Paper Structure (32 sections, 12 equations, 8 figures)

This paper contains 32 sections, 12 equations, 8 figures.

Figures (8)

  • Figure 1: Radiologist study: Twelve radiologists participated in the study. Each was shown a total of 28 2D phantoms and 28 3D phantoms. Half of each set had a signal present and another half with signal absent. Half of the signal-present images contained a microcalcification signal, while the other half had a mass signal. After making a decision, radiologists used a 4-point decision confidence scale where 4 corresponds to strong confidence of signal presence, 3 corresponds to moderate confidence of signal presence, 2 corresponds to moderate confidence of signal absence, and 1 corresponds to strong confidence of signal absence.
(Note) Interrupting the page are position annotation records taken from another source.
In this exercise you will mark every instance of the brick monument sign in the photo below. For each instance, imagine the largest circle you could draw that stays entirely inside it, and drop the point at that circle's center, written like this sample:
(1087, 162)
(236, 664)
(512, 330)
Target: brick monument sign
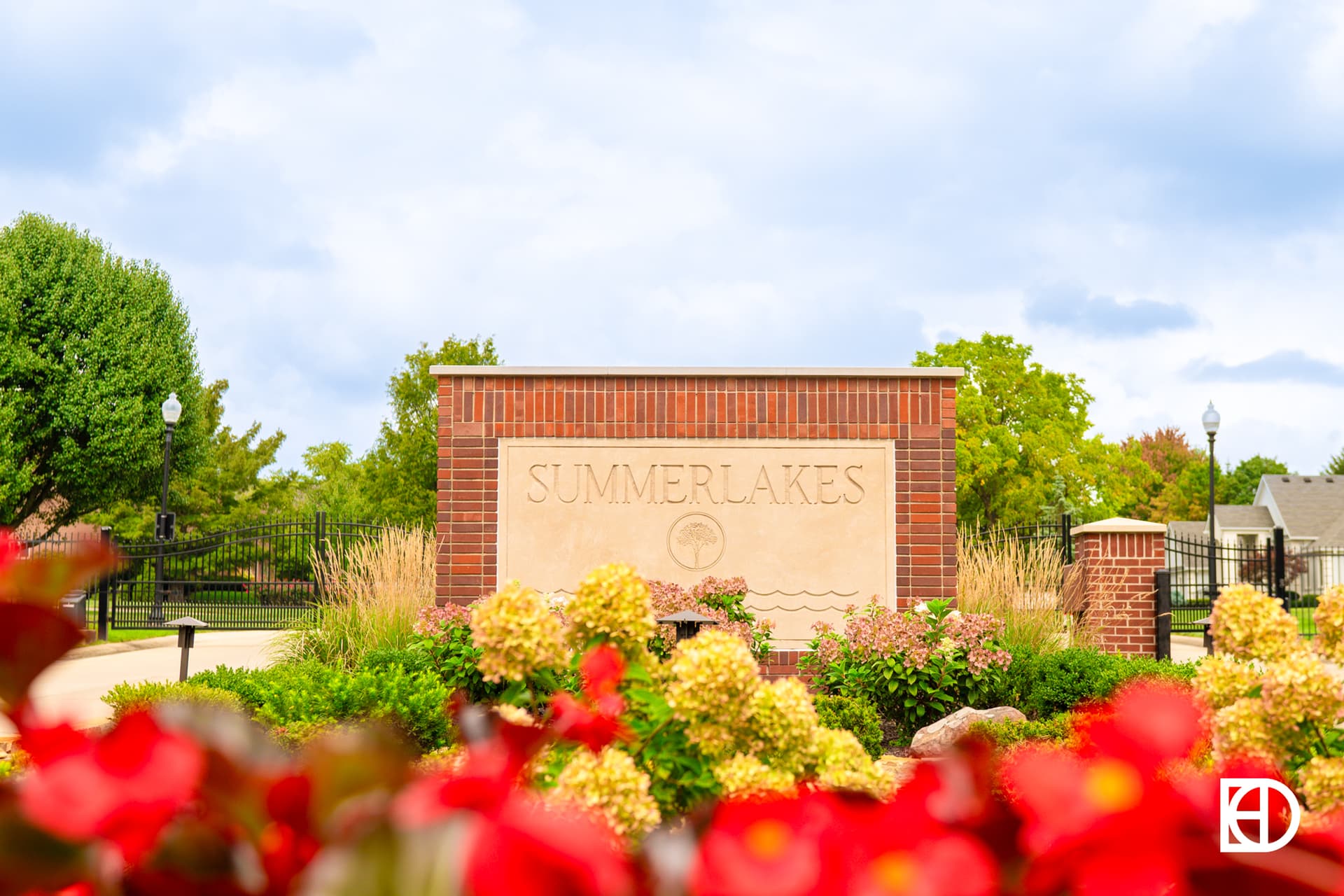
(822, 486)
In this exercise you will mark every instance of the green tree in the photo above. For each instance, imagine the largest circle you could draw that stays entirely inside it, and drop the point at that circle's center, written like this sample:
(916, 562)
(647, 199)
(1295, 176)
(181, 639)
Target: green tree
(1336, 465)
(335, 482)
(1180, 486)
(90, 346)
(1023, 438)
(226, 491)
(1238, 485)
(401, 470)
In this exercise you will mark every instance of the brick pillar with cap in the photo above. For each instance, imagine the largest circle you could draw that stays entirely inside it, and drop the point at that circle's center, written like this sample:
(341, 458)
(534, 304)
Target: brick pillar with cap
(1119, 561)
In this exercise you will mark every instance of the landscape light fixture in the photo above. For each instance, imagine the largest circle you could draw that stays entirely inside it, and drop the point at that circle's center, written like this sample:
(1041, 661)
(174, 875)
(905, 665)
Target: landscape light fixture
(166, 523)
(687, 622)
(1211, 419)
(186, 638)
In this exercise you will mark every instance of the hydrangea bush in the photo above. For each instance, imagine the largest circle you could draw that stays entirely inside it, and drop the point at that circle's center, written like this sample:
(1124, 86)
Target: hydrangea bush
(914, 665)
(191, 799)
(1275, 696)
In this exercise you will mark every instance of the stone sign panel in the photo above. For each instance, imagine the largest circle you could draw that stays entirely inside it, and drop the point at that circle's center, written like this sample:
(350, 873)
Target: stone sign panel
(804, 522)
(820, 486)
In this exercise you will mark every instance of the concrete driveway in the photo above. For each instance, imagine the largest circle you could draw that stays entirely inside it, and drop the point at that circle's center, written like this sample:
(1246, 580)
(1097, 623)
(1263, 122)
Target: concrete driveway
(71, 690)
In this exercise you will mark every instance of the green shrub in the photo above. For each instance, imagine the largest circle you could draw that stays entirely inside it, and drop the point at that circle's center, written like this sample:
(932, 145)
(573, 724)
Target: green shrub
(302, 697)
(245, 682)
(407, 659)
(130, 697)
(1046, 684)
(914, 665)
(855, 715)
(452, 653)
(1057, 729)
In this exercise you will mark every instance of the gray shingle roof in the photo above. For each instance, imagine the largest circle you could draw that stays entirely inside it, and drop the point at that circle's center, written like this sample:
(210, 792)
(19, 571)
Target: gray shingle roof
(1312, 505)
(1243, 516)
(1189, 528)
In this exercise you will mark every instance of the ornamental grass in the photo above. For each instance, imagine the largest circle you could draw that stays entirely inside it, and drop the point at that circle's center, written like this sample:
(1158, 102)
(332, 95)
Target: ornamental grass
(1027, 586)
(190, 799)
(374, 592)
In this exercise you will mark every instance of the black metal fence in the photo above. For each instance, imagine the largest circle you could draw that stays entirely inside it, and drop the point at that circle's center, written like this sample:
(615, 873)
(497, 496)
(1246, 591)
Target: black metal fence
(1296, 574)
(258, 577)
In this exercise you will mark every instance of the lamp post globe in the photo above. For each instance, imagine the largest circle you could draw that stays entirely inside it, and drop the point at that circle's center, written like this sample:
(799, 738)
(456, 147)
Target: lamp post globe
(1211, 419)
(171, 409)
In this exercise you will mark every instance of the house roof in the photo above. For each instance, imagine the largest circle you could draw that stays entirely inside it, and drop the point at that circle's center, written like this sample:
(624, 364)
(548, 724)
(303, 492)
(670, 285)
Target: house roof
(1310, 505)
(1189, 528)
(1243, 516)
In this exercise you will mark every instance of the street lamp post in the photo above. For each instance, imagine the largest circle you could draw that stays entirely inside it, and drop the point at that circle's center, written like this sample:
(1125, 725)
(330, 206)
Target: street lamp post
(163, 526)
(1211, 421)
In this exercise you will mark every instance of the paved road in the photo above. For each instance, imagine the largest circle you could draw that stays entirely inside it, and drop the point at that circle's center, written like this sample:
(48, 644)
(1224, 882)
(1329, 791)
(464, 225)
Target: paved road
(1186, 648)
(73, 688)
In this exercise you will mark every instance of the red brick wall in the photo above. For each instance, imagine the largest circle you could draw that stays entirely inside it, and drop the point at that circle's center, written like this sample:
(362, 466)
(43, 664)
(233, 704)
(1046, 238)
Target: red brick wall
(1119, 573)
(783, 664)
(917, 414)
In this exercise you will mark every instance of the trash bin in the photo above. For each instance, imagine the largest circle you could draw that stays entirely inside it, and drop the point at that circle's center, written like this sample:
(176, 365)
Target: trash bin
(74, 605)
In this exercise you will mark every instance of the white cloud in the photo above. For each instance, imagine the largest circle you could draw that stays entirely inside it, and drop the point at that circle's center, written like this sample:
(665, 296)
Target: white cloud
(752, 183)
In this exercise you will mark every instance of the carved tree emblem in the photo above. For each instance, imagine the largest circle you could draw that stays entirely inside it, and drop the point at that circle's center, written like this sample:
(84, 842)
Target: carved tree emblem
(696, 542)
(696, 536)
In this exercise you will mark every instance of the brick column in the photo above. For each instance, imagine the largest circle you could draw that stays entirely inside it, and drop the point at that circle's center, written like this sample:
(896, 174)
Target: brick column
(1119, 559)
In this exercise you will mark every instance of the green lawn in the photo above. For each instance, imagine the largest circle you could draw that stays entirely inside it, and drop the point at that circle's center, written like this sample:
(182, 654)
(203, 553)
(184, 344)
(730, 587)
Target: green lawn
(136, 634)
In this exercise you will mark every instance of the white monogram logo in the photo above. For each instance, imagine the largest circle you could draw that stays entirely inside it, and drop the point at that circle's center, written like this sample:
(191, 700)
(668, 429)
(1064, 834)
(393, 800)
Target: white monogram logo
(1231, 792)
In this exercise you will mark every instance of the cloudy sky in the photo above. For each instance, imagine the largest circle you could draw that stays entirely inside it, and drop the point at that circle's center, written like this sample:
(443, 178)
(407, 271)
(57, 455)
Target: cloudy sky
(1152, 195)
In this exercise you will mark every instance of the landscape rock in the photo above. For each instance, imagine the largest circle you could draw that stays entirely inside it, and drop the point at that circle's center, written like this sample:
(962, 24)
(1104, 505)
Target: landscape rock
(939, 738)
For the 2D DBT, only eye movements were made, and for 3D, eye movements and scrolling across slices were possible.
  • Figure 2: CNN model: Four different CNN models are trained for two modalities (2D/3D) and two signal types (microcalcification/mass). During the test phase, the segmentation-based CNN produces a probability map with a probability value assigned to each pixel, representing its probability of being the signal pixel. A per-pixel threshold computed using the validation set is applied to the CNN output to convert the probability map into a binary map. Connected components are computed using 8 and 26 connectivity for 2D and 3D, respectively, on the resultant binary map.
  • Figure 3: 2D search with CHO and FCO: During the testing phase, the 2D template is padded to the size of the 2D input. After taking the Fast Fourier Transform (FFT) of both the input and template, the convolution of the two is performed in the Fourier domain by performing their multiplication. The final response map is generated by taking the inverse FFT of the convolution output in the frequency domain.
  • Figure 4: Linear model observers vs. CNN in LKE task: Accuracy (area under the ROC, AUC) for models for the microcalcification (CALC) and mass signals. CNN: Convolutional Neural Network, CHO: Channelized Hotelling Observer; FCO: Filtered Channel Observer
  • Figure 5: CNN, linear model observes (CHO, FCO) and radiologists in 2D and 3D search: For CALC signal, radiologists underperformed in 3D search, whereas model observers improved their performance from 2D to 3D. For MASS, where the CNN performance still increased from 2D to 3D, CHO and FCO underperformed in 3D, where a better integration across slices is needed.